A few years ago, I thought about podcasting, but put the idea down because my voice reveals so much. It’s splintered like barn wood. You can hear the rafters and deep darkness in the loft where the cats hide and I store the hay. Overwhelm stopped me because the mechanics of getting a podcast set up looked too complicated. But Substack has made it easy to try so I bought a microphone and plugged it in. I may try breathing from my belly and standing up and see how that sounds for this one. It’s hard to speak because I don’t say much these days, though gravel roads can take you to some pretty countryside.
A new friend, Meg Mittlestadt blessed this endeavor by observing, “Just that there’s long been a connection between work, prayer, poetry and the prophetic voice, meaning here, simply one that points the way…I think you also contain all of those things. So what you create would be an intercession, I think, just as you say. The podcasting simply allows a new medium of expression for you, perhaps…. your recorded voice felt natural, like you belonged in that realm.” (Check her Missives from the Edge Substack.)

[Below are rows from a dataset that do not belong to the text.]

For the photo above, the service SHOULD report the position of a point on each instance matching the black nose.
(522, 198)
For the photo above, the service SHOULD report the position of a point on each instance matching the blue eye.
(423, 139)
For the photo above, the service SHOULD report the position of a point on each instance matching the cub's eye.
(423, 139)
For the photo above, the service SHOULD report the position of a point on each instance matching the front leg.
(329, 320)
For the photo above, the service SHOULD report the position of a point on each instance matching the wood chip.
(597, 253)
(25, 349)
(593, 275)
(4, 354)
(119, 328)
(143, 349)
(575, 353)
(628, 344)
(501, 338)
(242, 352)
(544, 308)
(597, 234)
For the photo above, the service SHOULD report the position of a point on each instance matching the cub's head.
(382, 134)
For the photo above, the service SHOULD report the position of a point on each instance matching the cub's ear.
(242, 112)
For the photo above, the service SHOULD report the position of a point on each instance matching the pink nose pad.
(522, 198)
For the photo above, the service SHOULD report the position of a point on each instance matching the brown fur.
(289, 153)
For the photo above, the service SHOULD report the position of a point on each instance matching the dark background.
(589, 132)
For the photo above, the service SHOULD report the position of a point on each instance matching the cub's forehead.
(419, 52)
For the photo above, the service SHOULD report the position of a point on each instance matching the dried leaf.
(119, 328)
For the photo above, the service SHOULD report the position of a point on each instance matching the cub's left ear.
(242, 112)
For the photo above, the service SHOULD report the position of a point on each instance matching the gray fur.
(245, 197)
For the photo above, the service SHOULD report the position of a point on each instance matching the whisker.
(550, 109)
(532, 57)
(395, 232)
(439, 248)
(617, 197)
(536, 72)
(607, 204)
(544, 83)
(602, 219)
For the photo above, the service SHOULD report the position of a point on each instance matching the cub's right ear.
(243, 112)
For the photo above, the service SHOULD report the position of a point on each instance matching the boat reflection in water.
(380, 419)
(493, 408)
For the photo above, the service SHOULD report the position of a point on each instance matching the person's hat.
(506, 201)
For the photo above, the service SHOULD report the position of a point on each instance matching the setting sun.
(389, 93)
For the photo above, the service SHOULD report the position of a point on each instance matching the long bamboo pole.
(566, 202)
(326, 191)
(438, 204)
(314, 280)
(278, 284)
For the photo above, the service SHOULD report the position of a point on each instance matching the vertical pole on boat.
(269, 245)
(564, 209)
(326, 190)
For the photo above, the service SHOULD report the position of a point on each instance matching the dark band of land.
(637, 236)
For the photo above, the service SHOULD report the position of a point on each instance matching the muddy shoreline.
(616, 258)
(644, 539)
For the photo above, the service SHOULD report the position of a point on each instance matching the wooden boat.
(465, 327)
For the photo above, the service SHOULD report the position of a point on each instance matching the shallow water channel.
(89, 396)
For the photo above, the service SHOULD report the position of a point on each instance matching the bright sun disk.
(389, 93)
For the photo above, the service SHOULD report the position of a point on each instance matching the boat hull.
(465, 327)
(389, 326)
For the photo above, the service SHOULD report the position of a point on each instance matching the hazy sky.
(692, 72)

Thank you for reading this. And a special thanks for those of you who are supporting me through a paid subscription, which supports this wonderful app, and has encouraged me to dig deep to write these essays regularly. I don’t like the idea of excluding any readers, because it’s more important for me to be read than to be paid. But payment is a wonderful encouragement. So thank you.
Work Cited
Whyte, David. The Heart Aroused: Poetry and the Preservation of the Soul. Doubleday, 1996.